A man wears a protective mask in a virtually deserted Venice as the Italian government continues restrictive movement measures to combat the coronavirus outbreak, in Venice

By James Mackenzie

MILAN (Reuters) - Italians came out on Saturday to sing together from windows and balconies and applaud their hard-pressed doctors and nurses as the death toll from Europe's worst coronavirus outbreak kept climbing.

The government has imposed an unprecedented series of controls since the virus emerged in northern Italy on Feb. 21, banning public gatherings, forbidding all but essential travel and telling people to stay at home.

Schools, restaurants and most shops have been closed but the government has allowed companies to keep operating and has promised tax breaks and other support to help businesses deal with a collapse in orders.

But as the death toll rose to 1,441 with 21,157 cases, the highest in the world outside China, there has been widespread acceptance of the measures.

At midday on Saturday, people across the country applauded the doctors and nurses at the front line of the crisis from their balconies.

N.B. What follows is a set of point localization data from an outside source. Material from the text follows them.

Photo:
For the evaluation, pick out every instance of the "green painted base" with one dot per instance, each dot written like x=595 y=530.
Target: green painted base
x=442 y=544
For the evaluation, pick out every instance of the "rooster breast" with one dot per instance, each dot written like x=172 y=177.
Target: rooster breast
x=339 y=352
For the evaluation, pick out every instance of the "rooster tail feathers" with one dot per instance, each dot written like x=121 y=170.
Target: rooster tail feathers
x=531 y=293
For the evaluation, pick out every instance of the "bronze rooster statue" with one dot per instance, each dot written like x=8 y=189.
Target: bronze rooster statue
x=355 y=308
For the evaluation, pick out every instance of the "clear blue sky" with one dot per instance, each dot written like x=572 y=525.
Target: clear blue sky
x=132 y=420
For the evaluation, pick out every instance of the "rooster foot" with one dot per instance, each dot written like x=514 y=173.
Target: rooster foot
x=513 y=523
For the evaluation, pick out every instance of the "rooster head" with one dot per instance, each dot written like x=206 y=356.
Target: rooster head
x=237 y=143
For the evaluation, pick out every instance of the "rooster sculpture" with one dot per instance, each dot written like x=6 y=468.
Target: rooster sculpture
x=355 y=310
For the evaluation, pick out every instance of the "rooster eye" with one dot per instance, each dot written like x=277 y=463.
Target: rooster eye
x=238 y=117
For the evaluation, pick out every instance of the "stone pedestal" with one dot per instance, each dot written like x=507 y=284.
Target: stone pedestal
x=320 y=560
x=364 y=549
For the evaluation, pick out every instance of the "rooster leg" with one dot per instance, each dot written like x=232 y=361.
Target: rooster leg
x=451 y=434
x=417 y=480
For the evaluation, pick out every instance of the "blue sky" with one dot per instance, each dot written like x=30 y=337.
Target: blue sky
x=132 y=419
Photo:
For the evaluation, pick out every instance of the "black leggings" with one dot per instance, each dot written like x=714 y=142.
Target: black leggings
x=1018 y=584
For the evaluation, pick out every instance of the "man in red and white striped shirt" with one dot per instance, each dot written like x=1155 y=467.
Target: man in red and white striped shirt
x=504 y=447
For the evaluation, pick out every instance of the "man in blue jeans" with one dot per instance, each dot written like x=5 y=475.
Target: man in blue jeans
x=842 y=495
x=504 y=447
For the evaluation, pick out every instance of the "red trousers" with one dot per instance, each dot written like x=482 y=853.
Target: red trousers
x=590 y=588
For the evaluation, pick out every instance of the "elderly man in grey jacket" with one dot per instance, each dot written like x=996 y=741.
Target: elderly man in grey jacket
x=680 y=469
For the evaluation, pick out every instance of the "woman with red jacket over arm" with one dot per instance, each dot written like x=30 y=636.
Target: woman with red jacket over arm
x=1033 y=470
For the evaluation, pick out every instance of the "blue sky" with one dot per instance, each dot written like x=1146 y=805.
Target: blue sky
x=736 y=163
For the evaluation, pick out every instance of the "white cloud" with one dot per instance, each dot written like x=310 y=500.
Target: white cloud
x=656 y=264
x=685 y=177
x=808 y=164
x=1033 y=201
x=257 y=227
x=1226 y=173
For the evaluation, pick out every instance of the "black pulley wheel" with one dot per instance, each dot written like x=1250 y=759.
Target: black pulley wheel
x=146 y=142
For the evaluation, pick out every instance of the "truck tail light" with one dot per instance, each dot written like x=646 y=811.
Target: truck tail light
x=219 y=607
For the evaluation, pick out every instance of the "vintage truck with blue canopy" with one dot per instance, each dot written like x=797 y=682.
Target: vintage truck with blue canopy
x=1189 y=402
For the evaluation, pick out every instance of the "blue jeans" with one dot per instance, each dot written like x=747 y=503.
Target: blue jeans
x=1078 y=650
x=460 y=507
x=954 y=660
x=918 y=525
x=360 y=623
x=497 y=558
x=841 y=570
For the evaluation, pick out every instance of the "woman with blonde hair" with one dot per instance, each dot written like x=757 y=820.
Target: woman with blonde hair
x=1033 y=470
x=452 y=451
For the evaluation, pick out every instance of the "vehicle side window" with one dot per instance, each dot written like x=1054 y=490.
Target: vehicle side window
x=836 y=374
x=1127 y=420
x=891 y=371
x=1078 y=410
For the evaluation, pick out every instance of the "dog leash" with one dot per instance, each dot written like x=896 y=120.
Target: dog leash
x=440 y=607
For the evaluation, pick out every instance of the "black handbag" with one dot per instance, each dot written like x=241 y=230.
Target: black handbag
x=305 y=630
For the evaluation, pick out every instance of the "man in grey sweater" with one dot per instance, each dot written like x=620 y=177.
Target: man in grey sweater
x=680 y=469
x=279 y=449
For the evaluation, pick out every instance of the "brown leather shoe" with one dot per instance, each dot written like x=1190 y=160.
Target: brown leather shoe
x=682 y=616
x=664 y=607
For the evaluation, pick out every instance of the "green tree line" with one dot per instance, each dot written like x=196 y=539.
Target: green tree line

In the evening, mass singalongs of "Azzurro", a song by Adriano Celentano, one of Italy's most popular singers, rang out from apartment blocks.

Fuelled by social media, handpainted banners proclaiming "Andra tutto bene" ("Everything will be alright") and "io resto a casa" ("I'm staying at home") also appeared hanging from windows and balconies in several cities.

Officials said the health system in the worst affected regions in the north was holding up but was under strain of a kind not seen in Europe since World War Two.

Authorities have been scrambling for equipment, including masks and ventilators as well as qualified personnel for increasingly stretched intensive care units.

In Lombardy, the northern region that has seen the highest number of positive cases and deaths, authorities have been working to make an emergency hospital in the Fiera Milano exhibition centre but are still waiting on ventilators and staff.

"Every day is more complicated but the system is reacting with all the capacity it has," said Giulio Gallera, the region's top health official, who said he expected an extra 130 intensive care beds to be added in the coming days.

Underlining the international dimension of the crisis, a group of Chinese specialists arrived in Italy with medical equipment, including 40 ventilators and some 31 tonnes of other material and advice, Foreign Minister Luigi Di Maio said.

Just weeks ago, it was China that was feeling the brunt of the crisis, with cases and deaths soaring. China, where the virus first emerged, remains the country most affected by the crisis, with nearly 81,000 cases and more than 3,100 deaths.

As well as the public health crisis, Italy's economy has come under severe strain.

The government is preparing to unveil a package of support measures on Sunday to help companies and workers hit by a collapse in orders.